# Surniversal spaces

Basic background

On one hand there is a complete result: $\,\$for every non-negative integer $n$ there exists an $n$-dimensional compact metric space $M^n$ such that it contains a homeomorphic image of every $n$-dimensional metric separable space (hence of every compact too).

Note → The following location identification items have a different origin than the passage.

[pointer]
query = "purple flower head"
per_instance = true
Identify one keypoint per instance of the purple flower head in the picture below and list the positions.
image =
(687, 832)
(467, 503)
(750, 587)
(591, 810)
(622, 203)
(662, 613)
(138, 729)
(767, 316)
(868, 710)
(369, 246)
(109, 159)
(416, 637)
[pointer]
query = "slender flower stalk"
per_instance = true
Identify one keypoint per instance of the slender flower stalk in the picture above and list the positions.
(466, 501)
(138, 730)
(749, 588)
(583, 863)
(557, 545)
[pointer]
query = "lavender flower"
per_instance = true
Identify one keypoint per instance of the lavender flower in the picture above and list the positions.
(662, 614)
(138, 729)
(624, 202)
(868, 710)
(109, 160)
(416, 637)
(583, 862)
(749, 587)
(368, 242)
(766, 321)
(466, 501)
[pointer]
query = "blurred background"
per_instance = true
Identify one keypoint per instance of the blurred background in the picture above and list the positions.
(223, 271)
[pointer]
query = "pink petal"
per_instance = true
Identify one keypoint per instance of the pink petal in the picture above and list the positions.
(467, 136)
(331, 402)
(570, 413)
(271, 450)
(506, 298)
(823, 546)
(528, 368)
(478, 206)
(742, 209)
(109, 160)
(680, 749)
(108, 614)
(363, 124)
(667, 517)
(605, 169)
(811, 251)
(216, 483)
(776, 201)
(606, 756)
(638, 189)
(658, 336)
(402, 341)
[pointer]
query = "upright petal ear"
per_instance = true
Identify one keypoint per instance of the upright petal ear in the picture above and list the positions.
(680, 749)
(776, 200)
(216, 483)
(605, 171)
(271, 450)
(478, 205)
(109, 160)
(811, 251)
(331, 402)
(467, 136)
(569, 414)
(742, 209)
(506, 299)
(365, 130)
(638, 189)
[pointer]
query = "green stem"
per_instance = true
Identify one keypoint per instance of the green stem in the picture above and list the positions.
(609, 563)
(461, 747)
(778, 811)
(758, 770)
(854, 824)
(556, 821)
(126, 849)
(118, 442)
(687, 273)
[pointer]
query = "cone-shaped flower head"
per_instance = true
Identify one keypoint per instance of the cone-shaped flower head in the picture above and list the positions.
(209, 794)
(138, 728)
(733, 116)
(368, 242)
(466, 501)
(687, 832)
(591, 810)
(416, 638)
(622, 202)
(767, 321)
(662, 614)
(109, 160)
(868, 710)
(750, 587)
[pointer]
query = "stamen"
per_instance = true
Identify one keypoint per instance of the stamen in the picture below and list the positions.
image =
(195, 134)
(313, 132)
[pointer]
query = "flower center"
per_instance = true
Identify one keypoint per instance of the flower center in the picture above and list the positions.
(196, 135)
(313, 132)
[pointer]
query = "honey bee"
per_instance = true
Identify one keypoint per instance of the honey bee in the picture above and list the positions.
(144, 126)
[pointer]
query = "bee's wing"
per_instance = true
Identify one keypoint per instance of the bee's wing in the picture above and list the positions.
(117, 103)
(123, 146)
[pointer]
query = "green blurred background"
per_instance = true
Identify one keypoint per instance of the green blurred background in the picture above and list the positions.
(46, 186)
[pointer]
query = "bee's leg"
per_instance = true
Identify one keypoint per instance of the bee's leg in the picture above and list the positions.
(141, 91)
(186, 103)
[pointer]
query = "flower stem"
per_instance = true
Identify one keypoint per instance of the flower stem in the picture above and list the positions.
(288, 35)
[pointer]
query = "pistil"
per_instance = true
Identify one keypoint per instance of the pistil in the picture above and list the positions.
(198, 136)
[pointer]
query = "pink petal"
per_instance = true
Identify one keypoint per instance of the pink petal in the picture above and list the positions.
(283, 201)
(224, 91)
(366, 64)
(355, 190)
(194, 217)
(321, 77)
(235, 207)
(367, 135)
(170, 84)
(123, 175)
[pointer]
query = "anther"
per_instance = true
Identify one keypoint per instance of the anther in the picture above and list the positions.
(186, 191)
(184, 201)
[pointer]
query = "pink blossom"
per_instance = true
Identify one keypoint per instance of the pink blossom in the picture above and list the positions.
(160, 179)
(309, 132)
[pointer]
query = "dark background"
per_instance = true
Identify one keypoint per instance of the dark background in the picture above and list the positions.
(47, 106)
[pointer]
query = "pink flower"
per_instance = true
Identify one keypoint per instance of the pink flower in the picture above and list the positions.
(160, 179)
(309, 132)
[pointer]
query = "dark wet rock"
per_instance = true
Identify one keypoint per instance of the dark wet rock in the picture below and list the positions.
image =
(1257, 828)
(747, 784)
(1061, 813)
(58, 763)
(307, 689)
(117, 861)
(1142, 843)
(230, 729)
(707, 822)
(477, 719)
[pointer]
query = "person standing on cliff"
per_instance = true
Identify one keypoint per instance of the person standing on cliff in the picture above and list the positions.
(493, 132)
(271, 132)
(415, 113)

On the other hand there is a partial result: $\,\$for every non-empty compact metric space $\ X\$ there exists a continuous surjection $\ f : D^{\aleph_0}\rightarrow X$.

Here, $\ D\$ stands for the 2-point discrete space.

Of course, the two results stated above are very classical.

Definition

Let $\ S(X\ Y)\$ be the set of all continuous surjections of a topological space $\ X\$ onto a topological space $\ Y.\$ A topological space $\ X\$ is called surniversal for a class of topological spaces $\ \Omega\$ if $\ S(X\ Y)\ne \emptyset\$ for arbitrary $\ Y\in\Omega.$

Thus $\ D^{\aleph_0}\$ is surniversal for the class of all compact metric spaces.

Main question

Does there exist a connected $1$-dimensional compact metric space which is surniversal for all connected compact metric spaces?

Diluted questions

• Does there exist a connected $1$-dimensional compact metric space which is surniversal for all $1$-dimensional connected compact metric spaces?
• Does there exist a connected compact metric space which is surniversal for all connected compact metric spaces?